After disagreeing about where to park for forty-five minutes, we ended up on a hill on what I could tell was the far side of town, even though I’d never been to the town before. I filled the meter with what might be the most money I’ve ever spent on municipal parking. It was time to head to the beach.
The beach, a twenty minute march past stores selling surfboards and sneakers and smoothies, was covered wall to wall with all the people from all the cars we had seen earlier. In an added complication, we had my sister’s one thousand year old dog Maybelline with us, and dogs are simply not allowed on O.C. beaches during the daytime in the summertime, even if they’re one million years old and mostly relegated to a dog stroller or my sister’s arms. Since my spirit had long been broken, I suggested just staying there and committing to it being bad. My sister, ever the maximizer, insisted we find a better beach, and walked back up the hill to our car on the other side of the town to pick us up.

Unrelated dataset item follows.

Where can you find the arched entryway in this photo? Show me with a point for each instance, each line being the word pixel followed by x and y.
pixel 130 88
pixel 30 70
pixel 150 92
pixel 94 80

We drove some more. There was still not a lot of readily available parking, so my sister dropped us off and we headed down a hill to a beach that was better than the original beach and slightly less crowded, so some small victory had been won. Once there, the child immediately got down to the important work of either eating sand or trying to run directly into the ocean. In my pre-parental life, getting to the beach was always annoying but once you arrived at the beach it could be quite relaxing. Now being at the beach is annoying, too, which is an interesting turn of events.
We left after an hour so, and as we did a huge wave came in and knocked several children and at least one baby (not my baby) flat down on their faces. Everyone survived but it felt like a the ocean asking everyone to leave it alone.
The daughter, full of sand, fell asleep on the way home. She woke up again when we stopped at an In-n-Out so she could wash down all her sand with most of my strawberry milkshake. She stayed awake until we got home and for a good hour after, which was already two hours past her normal bedtime.
All of this is to say: I’m never leaving home again.
Excellent, enjoyed the hell out of it.
Love the highway series, Langan! Intrepid traveling, and home never looks so good as when you’ve been away from it! Funny and smart as always.